HTY puts on a fun show for kids
By JOSEPH T. ROZMIAREK
Special to The Advertiser
The annual Honolulu Theatre for Youth play for preschoolers is a charming and goofy little romp about making and keeping friends.
Created and directed by Daniel A. Kelin II, "Keiko and Louie" is a collaborative creation with an improvisational feel aimed at ages 2 through 5. Without much of a script, it engages its young audience by repetition, participation and a willingness to be driven by its "creative inner toddler."
All kids — even those who don't yet read — love to pretend and to act out stories. Kelin's goal in creating the piece was to avoid pandering and to create something that would be important to them. And what could be more important than having friends?
The protagonists are a couple of charmers learning social skills at day care.
Louie, played by Jordan T. Savusa, is a fascinating mixture of contrasts. Take Savusa's hulking linebacker physique, give him a trailing nap blanket and the frightened squeak of a preschool newbie, and you've created a compelling character.
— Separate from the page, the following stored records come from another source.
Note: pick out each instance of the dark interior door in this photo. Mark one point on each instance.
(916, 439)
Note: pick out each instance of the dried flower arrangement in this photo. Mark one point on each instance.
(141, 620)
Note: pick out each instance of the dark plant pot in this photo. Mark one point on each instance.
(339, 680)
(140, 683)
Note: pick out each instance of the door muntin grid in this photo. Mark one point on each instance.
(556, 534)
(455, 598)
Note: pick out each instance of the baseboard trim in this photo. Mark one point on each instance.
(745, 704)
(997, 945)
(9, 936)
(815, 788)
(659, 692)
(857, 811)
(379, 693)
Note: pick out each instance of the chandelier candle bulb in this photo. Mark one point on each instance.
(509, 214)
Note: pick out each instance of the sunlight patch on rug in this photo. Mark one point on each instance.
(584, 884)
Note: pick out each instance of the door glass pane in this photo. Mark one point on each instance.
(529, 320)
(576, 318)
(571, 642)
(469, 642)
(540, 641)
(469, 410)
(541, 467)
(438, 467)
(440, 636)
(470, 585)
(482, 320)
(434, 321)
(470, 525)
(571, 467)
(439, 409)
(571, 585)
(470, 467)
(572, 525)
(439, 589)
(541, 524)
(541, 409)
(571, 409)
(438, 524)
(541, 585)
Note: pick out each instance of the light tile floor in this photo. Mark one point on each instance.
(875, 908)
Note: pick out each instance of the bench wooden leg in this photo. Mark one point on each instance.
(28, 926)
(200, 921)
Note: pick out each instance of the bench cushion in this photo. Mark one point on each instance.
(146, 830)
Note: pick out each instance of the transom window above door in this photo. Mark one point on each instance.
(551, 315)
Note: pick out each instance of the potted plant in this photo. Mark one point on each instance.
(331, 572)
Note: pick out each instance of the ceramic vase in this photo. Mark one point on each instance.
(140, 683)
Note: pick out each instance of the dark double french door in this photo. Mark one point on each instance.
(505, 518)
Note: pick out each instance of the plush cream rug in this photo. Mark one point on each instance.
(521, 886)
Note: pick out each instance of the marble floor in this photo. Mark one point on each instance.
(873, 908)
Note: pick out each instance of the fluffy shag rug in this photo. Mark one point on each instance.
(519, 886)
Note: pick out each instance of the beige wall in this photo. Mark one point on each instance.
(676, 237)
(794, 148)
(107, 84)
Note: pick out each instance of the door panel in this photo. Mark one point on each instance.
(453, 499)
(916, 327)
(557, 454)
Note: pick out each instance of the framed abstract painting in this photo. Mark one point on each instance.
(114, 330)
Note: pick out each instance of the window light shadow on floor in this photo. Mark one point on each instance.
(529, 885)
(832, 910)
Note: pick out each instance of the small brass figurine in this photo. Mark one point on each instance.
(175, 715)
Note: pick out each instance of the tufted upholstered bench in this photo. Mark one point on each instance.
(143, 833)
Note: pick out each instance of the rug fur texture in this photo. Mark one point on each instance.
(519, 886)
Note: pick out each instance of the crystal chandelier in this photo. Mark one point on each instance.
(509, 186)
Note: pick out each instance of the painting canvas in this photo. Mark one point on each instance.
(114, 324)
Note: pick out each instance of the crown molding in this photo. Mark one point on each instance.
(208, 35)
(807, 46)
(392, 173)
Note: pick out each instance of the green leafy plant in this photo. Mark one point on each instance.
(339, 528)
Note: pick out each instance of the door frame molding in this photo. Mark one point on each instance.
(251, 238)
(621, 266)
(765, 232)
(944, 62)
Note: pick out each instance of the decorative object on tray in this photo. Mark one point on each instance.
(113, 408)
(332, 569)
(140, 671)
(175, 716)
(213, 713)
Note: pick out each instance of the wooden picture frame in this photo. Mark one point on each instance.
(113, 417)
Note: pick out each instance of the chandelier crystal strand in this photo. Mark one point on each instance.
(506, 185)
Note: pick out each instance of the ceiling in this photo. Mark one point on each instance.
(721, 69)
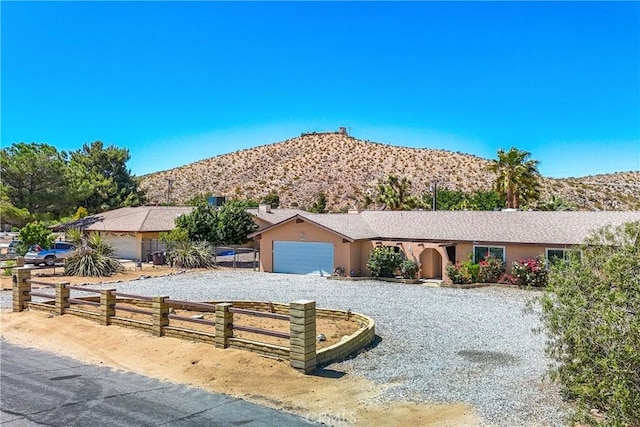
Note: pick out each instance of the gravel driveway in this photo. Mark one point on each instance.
(436, 344)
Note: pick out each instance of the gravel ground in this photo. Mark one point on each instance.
(436, 344)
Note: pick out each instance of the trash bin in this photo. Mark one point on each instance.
(158, 258)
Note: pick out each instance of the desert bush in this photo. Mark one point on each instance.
(86, 261)
(191, 255)
(530, 272)
(384, 261)
(94, 257)
(591, 310)
(490, 270)
(408, 269)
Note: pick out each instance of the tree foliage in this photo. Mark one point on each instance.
(227, 225)
(454, 200)
(34, 233)
(516, 176)
(234, 223)
(591, 308)
(50, 184)
(201, 224)
(111, 184)
(33, 176)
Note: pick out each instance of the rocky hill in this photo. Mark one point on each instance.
(348, 169)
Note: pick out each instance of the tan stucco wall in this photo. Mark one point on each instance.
(513, 252)
(432, 258)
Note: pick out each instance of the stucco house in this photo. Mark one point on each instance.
(319, 243)
(134, 231)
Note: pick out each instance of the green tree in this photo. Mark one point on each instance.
(394, 193)
(487, 200)
(10, 214)
(33, 178)
(34, 233)
(234, 223)
(556, 203)
(272, 199)
(591, 310)
(516, 176)
(201, 224)
(320, 205)
(108, 184)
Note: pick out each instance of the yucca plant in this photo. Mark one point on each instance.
(94, 257)
(191, 255)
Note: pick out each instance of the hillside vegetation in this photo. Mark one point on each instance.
(347, 169)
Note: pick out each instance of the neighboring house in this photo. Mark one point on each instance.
(319, 243)
(134, 231)
(265, 216)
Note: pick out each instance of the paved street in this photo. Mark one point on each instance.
(39, 388)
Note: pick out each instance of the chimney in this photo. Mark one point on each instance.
(264, 208)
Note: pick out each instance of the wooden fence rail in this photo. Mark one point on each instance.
(302, 318)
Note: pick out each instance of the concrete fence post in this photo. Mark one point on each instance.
(62, 298)
(303, 335)
(160, 315)
(224, 320)
(21, 287)
(107, 306)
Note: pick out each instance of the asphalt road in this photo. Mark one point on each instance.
(39, 388)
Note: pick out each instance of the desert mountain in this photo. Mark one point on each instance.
(347, 169)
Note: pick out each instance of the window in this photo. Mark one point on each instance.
(481, 252)
(555, 254)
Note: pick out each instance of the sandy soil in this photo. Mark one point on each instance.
(331, 397)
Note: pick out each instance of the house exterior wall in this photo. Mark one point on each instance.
(513, 252)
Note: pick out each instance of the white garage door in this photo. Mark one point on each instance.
(126, 246)
(303, 258)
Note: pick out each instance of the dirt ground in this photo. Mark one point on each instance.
(328, 396)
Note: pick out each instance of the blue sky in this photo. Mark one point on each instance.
(179, 82)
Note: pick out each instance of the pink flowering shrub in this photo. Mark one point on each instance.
(530, 272)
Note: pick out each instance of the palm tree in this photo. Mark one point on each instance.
(556, 203)
(516, 176)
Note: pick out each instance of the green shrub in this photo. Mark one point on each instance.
(591, 309)
(191, 255)
(463, 273)
(88, 262)
(384, 261)
(530, 272)
(408, 269)
(94, 257)
(34, 233)
(8, 268)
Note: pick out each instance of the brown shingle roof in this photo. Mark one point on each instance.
(132, 219)
(505, 227)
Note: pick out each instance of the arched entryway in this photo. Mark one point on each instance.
(431, 264)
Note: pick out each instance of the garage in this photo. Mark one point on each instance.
(313, 258)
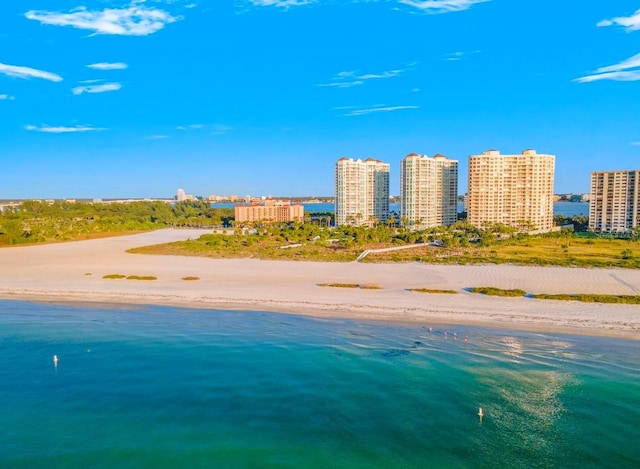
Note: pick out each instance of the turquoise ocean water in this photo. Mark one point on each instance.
(170, 387)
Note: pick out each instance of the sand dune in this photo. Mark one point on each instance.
(74, 272)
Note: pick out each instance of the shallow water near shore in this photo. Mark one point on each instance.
(166, 387)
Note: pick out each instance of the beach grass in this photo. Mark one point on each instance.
(542, 250)
(432, 290)
(492, 291)
(588, 298)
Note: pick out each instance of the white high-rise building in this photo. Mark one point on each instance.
(429, 190)
(362, 191)
(516, 190)
(614, 203)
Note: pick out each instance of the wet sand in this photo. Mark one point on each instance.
(74, 272)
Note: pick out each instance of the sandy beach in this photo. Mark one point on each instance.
(74, 272)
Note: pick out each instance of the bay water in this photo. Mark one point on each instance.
(150, 386)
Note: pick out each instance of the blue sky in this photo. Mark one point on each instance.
(120, 98)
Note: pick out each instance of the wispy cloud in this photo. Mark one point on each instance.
(215, 129)
(616, 72)
(378, 108)
(441, 6)
(630, 23)
(281, 3)
(190, 127)
(349, 79)
(96, 88)
(61, 130)
(108, 66)
(455, 56)
(27, 72)
(135, 20)
(426, 6)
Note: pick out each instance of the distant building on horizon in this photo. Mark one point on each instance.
(614, 201)
(516, 190)
(362, 191)
(429, 190)
(270, 211)
(182, 197)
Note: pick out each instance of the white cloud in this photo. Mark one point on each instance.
(441, 6)
(135, 20)
(361, 112)
(26, 72)
(630, 23)
(60, 130)
(280, 3)
(108, 66)
(349, 79)
(616, 72)
(190, 127)
(96, 88)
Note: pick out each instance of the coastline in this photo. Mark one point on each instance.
(72, 272)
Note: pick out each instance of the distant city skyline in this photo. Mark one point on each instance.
(133, 98)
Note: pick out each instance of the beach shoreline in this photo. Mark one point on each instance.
(73, 273)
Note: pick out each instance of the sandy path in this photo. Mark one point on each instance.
(61, 272)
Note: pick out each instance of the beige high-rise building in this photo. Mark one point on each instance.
(270, 211)
(516, 190)
(429, 190)
(362, 191)
(614, 205)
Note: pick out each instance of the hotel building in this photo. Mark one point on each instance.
(429, 190)
(614, 205)
(516, 190)
(362, 191)
(270, 211)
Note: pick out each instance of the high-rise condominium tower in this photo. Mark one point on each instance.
(429, 190)
(362, 191)
(614, 205)
(516, 190)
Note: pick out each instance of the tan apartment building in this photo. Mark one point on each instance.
(362, 191)
(270, 211)
(429, 190)
(614, 205)
(516, 190)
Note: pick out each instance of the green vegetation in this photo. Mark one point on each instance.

Keiko, played by Michelle Y. Hurtubise, is an outgoing Miss Congeniality, twisting her pigtails, tugging at her smock, and spontaneously collecting new friends.
The HTY company actors have live theater and improvisational comedy credentials and an obvious willingness to explore their preschool side. That combination works well at sustaining focus for an otherwise wiggly audience.
They get things going with a long hide-and-seek prologue and neatly drill the kids in a physical refocusing exercise that comes in handy whenever things get a little too loose later on.
They also encourage the kids to chant along in repeating the simple phrases that set up and build on the minimal story line:
"Keiko ties her shoe.
"Keiko ties her shoe and hops around the room.
"Keiko ties her shoe and hops around the room and falls down on her kitty cat."
Out of this come the vignettes that develop the friendship thesis. Keiko and Louie meet, they play, and they have their first argument when Keiko promotes a new toy to the position of "best, best friend" ahead of Louie.
The tragedy is momentarily real, but not long lasting.
When the prepared stories end, the kids are invited to shout out ideas for new ones, testing the cast's improvisational skills. Lastly, Savusa and Hurtubise process the experience to nail down the show's main points and conduct an oral customer satisfaction survey.
Results indicate the kids learned something and had a great time.